In Zappile v. Amex Assurance Company, 2007 WL 1651271 (Pa. Super.), the Pennsylvania Superior Court reversed the trial court's judgment entered against the insurer following a bench trial on a bad faith claim made by the insureds.
The bad faith claim arose after the insured was struck by an automobile while walking his dog. The insured settled his injury claim against the tortfeasor for the policy limits, then made a claim against his own automobile insurance policy, for first party benefits which were paid to the limits of coverage. The insured then made a claim for underinsured motorist benefits; the insured had total stacked coverage of $150,000 for three insured vehicles.

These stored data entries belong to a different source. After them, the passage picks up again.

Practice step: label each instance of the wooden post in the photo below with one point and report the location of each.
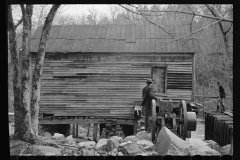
(73, 130)
(193, 78)
(76, 130)
(88, 129)
(231, 149)
(203, 100)
(95, 130)
(135, 126)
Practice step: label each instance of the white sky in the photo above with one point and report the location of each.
(80, 9)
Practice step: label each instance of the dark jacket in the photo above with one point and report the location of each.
(147, 96)
(222, 92)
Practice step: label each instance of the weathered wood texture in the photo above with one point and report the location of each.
(107, 84)
(115, 38)
(218, 127)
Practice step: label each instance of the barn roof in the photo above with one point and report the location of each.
(146, 38)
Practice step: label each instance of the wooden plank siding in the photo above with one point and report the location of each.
(107, 84)
(100, 70)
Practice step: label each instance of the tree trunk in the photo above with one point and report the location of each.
(10, 81)
(36, 80)
(26, 132)
(16, 76)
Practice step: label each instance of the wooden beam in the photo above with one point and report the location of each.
(193, 77)
(82, 121)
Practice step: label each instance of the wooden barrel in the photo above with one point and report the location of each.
(218, 127)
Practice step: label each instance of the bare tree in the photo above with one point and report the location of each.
(215, 61)
(23, 112)
(36, 82)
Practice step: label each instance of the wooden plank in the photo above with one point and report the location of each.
(133, 34)
(148, 31)
(84, 33)
(169, 46)
(157, 32)
(49, 46)
(58, 45)
(142, 45)
(138, 32)
(85, 47)
(131, 47)
(100, 45)
(128, 33)
(64, 33)
(108, 34)
(121, 46)
(174, 46)
(185, 44)
(95, 130)
(112, 34)
(37, 33)
(70, 31)
(75, 45)
(80, 32)
(74, 32)
(118, 32)
(152, 31)
(137, 46)
(104, 31)
(123, 30)
(147, 45)
(80, 45)
(143, 31)
(99, 31)
(93, 32)
(33, 44)
(179, 46)
(126, 47)
(152, 45)
(95, 45)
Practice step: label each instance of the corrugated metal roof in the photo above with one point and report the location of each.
(129, 38)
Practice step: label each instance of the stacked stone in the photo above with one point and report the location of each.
(112, 129)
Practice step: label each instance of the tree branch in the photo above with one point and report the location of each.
(191, 33)
(18, 23)
(201, 15)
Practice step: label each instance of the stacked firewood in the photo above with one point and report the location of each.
(112, 129)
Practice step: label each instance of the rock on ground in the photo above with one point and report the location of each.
(45, 150)
(212, 144)
(170, 144)
(87, 151)
(143, 136)
(145, 144)
(132, 149)
(119, 139)
(129, 138)
(59, 136)
(47, 134)
(225, 150)
(111, 145)
(88, 144)
(101, 143)
(199, 147)
(69, 139)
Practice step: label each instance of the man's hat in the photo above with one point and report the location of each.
(149, 81)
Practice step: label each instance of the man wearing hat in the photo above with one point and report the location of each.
(147, 96)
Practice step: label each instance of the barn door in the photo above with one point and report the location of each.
(159, 77)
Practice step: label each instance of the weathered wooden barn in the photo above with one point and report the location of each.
(100, 70)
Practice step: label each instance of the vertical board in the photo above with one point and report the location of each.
(158, 75)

The insured demanded the policy limits but was offered $32,000. The case went to arbitration and the insured was awarded $95,000.

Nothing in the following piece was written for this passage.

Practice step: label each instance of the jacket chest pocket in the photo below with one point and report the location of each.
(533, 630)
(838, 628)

The insured then filed a bad faith claim, and the trial court found that the insurer acted in bad faith by failing to make a partial payment for excess wage loss claims, undervaluing the claim and thereby forcing it to arbitration, and never raising the offer and telling trial counsel that the plaintiff would not accept anything less than policy limits to settle.
On appeal, the Superior Court first explained that the insured's expert's trial testimony was factually and legally incorrect, as the expert had testified on several occasions that a UIM claim is not an adversarial situation and implied that there is some form of heightened duty to a “first party” claimant as opposed to a third party adversarial claimant. The Superior Court specifically rejected the idea that there is a higher duty owed to a first party claimant and held that the duty of the insurer is the same regardless of party status.

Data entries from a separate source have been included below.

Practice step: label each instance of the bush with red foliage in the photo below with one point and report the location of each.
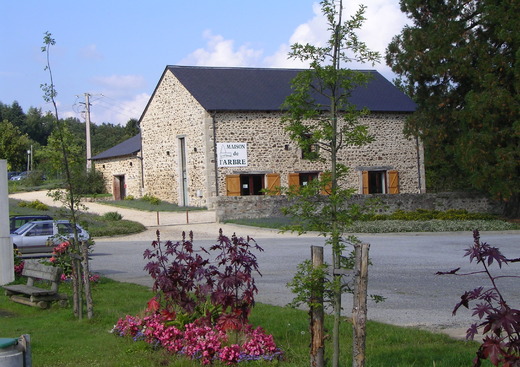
(499, 323)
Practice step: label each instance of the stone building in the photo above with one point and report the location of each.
(209, 132)
(122, 168)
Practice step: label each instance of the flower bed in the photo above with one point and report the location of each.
(198, 341)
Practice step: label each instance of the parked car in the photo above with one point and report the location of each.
(20, 176)
(42, 236)
(16, 221)
(12, 174)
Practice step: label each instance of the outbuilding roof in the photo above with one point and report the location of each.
(128, 147)
(262, 89)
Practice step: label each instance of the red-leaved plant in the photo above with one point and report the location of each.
(185, 279)
(499, 322)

The appeals court also held that the insurer's failure to make a partial payment of undisputed amounts was not bad faith. In making this determination, the court found that Pennsylvania law does not recognize a duty to make partial payments. The court found that, as a general rule, the failure of an insurer to cut out certain portions of a general damages claim, especially where the insurance contract makes no representation that such a procedure will be followed, does not constitute bad faith.
Finally, the insurer's desire to review medical records from a subsequent accident of the insured and other actions which caused a delay in the arbitration was not evidence of bad faith. Although the appeals court did find that the insurer undervalued the insured's claim, there was no evidence that this was done out of ill-will or that the insured's actions had no reasonable basis.